Newbie question on mutexes

Perez-Gonzalez, Inaky inaky.perez-gonzalez at
Fri Feb 20 09:11:59 UTC 2004

> From: Jamie Lokier [mailto:jamie at]
> Perez-Gonzalez, Inaky wrote:

Well, first of all, sorry for the late response; I've been up to
my neck these last two weeks.

> Not doing ownership transferral is essential to avoid excessive scheduling.

Agreed completely. We are _very_ aware of that problem and are actively
working on a solution to it, that I've outlined already: on the 
RTNPTL+fusyn case, it is up to the application to decide what kind of 
unlock is done, if strict ownership transferal (expensive one in scheduling 
terms  in depending which cases) or the nonstrict, competitive one (did 
you call it stochastic?). Of course, we default to the last one.

Now, this gives the best of both worlds, so we don't force anything.
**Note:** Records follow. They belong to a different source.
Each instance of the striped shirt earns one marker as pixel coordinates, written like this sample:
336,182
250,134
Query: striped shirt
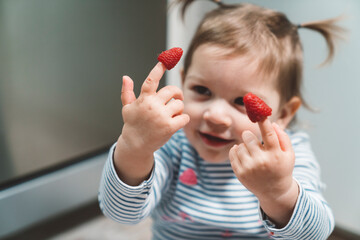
189,198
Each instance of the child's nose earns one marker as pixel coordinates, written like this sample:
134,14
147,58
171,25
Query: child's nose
217,113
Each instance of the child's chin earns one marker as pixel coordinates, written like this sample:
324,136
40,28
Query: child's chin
214,159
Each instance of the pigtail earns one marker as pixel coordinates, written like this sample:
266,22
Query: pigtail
330,30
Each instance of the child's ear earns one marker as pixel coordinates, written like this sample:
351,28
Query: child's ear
288,111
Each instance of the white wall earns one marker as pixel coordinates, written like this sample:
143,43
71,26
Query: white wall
332,89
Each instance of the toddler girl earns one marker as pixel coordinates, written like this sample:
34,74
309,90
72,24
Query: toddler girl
193,160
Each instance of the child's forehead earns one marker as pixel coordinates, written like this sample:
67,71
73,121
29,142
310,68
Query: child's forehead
223,63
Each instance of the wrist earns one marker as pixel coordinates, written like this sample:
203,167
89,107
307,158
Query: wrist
279,208
132,165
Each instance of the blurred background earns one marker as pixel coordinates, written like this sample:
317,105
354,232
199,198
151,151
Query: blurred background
61,63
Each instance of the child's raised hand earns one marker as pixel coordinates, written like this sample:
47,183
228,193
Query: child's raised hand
149,122
266,169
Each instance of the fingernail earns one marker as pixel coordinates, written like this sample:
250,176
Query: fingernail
247,136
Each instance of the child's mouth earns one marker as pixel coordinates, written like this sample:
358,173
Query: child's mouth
214,141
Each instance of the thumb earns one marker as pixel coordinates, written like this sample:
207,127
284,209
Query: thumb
127,91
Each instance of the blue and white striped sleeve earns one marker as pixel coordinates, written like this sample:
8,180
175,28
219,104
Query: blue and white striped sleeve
312,218
131,204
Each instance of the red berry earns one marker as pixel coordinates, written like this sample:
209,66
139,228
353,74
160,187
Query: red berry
170,57
256,108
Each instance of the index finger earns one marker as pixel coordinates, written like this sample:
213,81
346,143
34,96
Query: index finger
151,83
268,134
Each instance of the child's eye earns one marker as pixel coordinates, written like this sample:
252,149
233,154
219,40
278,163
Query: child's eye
202,90
239,101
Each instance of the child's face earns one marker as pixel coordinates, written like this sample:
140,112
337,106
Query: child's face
213,89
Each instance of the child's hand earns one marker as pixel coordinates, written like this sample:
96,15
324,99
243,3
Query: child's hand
149,122
266,169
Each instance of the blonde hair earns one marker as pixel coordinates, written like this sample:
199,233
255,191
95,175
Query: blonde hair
265,34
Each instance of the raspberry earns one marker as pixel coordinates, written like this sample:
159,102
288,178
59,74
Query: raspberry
256,108
170,57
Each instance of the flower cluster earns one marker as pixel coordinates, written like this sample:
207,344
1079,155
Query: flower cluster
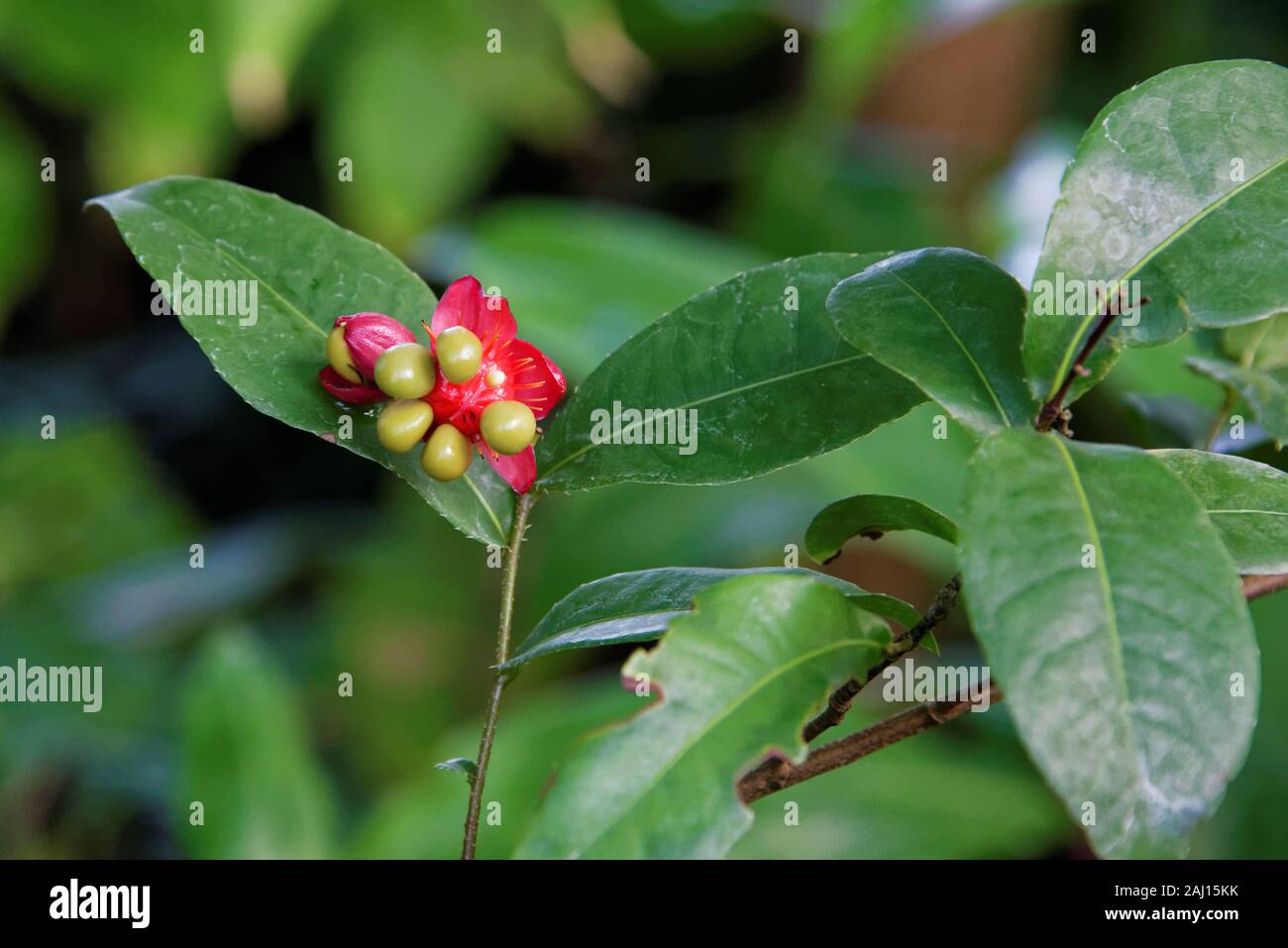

On doing an automatic guess as you mention--that makes sense and seems 
very doable, but for RTNPTL+fusyn we'd have to refine the selection rules, 
but those are implementation  details.

> > > One clean and general way to implement general ownership transferral
> > > may be a combined wake+wait kernel primitive: you tell the kernel to
> > > wait on a futex until the word has a certain matching value (and
> > > futex_wake is called), then the kernel substitutes a different value
> > > and wakes you.  You specify both values.
> >
> > That's more or less the basis of fulocks :)
> Oh, you mean we can just add the function to futex and slip it in
> quietly that way? :)

Heh are getting ahead. 

I said basis because they are the basis, not the base. I think it is time
for a little bit of history of how fusyn came alive and why each piece is
there; I hope this will help you (and anyone else interested) understand 
the reason for each decission. 

In some sense, the RT requirements for locks boil down to:

1. O(1) operations everywhere [as possible]
2. Wake up/unlock by priority
3. Robustness (when a lock owner dies, first waiter is woken up owning
   the lock with an special error code).
4. Minimization of priority inversion:
4.1 on the acquisition of the lock
4.2 when the lock is acquired by a lower prio owner: priority protection
4.3 when the lock is acquired by a lower prio owner: priority inheritance
5. deadlock detection
6. Uncontended locks/unlocks must happen without kernel intervention
   [this is always implied as needed, so I won't name it all the time
    during the discussion]

If you remember, maybe not, my first inroad into this was a patch that
modified the selection rules of the futex to have them sorted by priority
using an adaptation of Ingo's prioarray list. It was the pfutex patch.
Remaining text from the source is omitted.